Could someone write a trojan that would do this? yes, is Linux
vulnerable to "click the nudie pic and install the malware"? no, not in
any way as bad as MS-Windows. IIRC, there was one bug in the libjpeg
package a while back, which might allow this, but none of the broad
vulnerabilities caused by bad design decisions in MS-Windows (free clue
to MS, stop equating open, with execute. )
> Windows currently having >90% of the desktop market protects Linux and
> other systems currently: malware could not propagate fast enough.
> Also, most email clients don't offer to execute arbitrary email
> of IE.
Except that the js implementation in Mozilla and the rest of the OSS
browsers, is open, and subject to review. IE's isn't.
> Another thing that protects Linux systems: heterogenity. Binary
> exploits usually only work properly when a program is compiled and
> linked with specific compiler and library versions -- with different
> versions, all you=
yes, one of the flaws of the MS way, is the monoculture it engenders.
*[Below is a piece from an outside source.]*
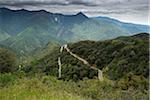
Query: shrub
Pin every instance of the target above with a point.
(7, 61)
> get is a crash (which does no real harm in most cases). I think there
> are far more different Linux versions out there than there are Windows
> versions, so I *think* that even with Linux becoming a more attractive
> target, you'll never get a single malware spreading with a speed
> comparable to what's happening in Windows today.
Agreed, Linux isn't invulnerable, simply a lot less vulnerable in
design, and even less vulnerable in practice.